La yole pencha subitement de ce côté, embarqua une lame, et eût chaviré si les rameurs ne se fussent portés de ce côté.

Une tête effarée et si pâle qu’on la pouvait discerner, malgré l’épaisseur de la nuit, se montra sur le bord de la barque, à travers un ruissellement de cheveux détrempés ; ses deux prunelles dilatées luisaient comme des globes d’argent bruni, et de ses lèvres violettes, avec un accent inexprimable, jaillirent ces mots : Sauvez-moi ! sauvez-moi !

— Que faire ? dit Saunders. Si elle continue ainsi, elle va nous faire tourner ou entraver notre marche ; et pourtant ce serait dur de lui couper les mains, car il n’y aurait pas d’autre moyen de la faire lâcher et de lui replonger la tête dans cette vilaine eau noire qui lui fait si peur.

— Ce serait un crime abominable, dit Benedict en saisissant les bras de l’infortunée et en s’efforçant de l’attirer dans le bateau.

Tous les rameurs se jetèrent à l’autre bord, et comme l’homme mystérieux placé à la poupe ne fit aucune observation, Saunders aida Benedict dans l’opération du sauvetage ; et bientôt, passée pardessus le bord, la femme entra dans la barque, et s’assit ou plutôt s’affaissa aux pieds de Benedict.

La marche de la barque, un instant retardée par cet accident, fut accélérée pour gagner le temps perdu, et bientôt on laissa en arrière le pont de Londres, et la yole fila avec plus de rapidité que la flèche au milieu des rangées de navires, dont les esparres se heurtaient avec un cliquetis lugubre, et dont les poulies, tracassées par le vent, piaulaient comme des oiseaux de nuit.

Le silence le plus profond régnait dans la barque, les rameurs semblaient retenir leurs souffles, les rames garnies de linges entraient dans l’eau muette, comme si elles se fussent baignées dans un brouillard, et le seul bruit que l’on y entendit c’était le claquement de dents de la pauvre femme qui frissonnait dans ses vêtements mouillés.

L’on sortit enfin de la ville de navires dont les quartiers se groupent à partir du pont de Londres jusqu’à l’île des Chiens, et les rameurs enfoncèrent avec plus de vigueur et moins de précaution leurs avirons dans l’eau moins turbulente, car la fureur de l’orage s’était un peu abattue.

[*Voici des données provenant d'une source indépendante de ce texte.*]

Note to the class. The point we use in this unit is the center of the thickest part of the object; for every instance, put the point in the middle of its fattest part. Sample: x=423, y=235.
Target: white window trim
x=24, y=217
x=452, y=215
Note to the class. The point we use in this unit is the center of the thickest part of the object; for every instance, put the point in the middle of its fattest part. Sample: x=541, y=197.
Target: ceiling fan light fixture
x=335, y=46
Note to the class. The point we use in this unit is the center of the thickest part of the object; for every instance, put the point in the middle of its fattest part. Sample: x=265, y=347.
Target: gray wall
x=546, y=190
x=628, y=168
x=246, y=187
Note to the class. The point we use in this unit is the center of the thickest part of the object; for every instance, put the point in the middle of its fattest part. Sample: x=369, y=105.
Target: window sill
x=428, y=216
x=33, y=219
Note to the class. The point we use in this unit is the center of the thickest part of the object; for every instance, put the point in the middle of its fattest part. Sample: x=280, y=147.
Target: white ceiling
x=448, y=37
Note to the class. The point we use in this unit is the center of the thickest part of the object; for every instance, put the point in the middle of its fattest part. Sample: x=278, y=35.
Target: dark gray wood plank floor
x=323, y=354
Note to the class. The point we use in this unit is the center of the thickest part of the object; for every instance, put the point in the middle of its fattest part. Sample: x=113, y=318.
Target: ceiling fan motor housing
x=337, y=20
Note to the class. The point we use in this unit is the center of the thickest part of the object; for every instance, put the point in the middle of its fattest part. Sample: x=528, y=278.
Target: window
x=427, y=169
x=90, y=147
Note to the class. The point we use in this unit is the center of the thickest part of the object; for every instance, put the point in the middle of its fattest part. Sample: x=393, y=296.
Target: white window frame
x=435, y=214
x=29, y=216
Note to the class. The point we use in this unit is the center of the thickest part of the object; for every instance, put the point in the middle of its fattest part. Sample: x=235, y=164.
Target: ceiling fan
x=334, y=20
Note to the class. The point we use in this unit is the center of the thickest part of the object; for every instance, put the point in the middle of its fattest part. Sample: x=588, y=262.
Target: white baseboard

Certes, Benedict, qui avait étendu un pan du surtout que lui avait prêté Saunders sur les épaules de la malheureuse jeune femme vêtue seulement de mousseline blanche, ne se doutait pas qu’il l’eût déjà vue une fois dans la journée — sous le porche de Sainte-Margareth — où la manche de son habit avait effleuré le voile de dentelles qui la couvrait ; et certainement la pauvre Edith Harley, car c’était elle, n’aurait pas cru que l’homme aux pieds duquel, par cette nuit glacée, elle se tordait en sanglotant, était l’heureux Benedict Arundell.

Un étrange destin réunissait dans cette barque frêle, au milieu d’un ouragan, le mari sans femme, la femme sans mari. Une combinaison capricieuse, désunissant les couples que tout semblait assortir, en faisait un autre de leurs parties brisées et disjointes.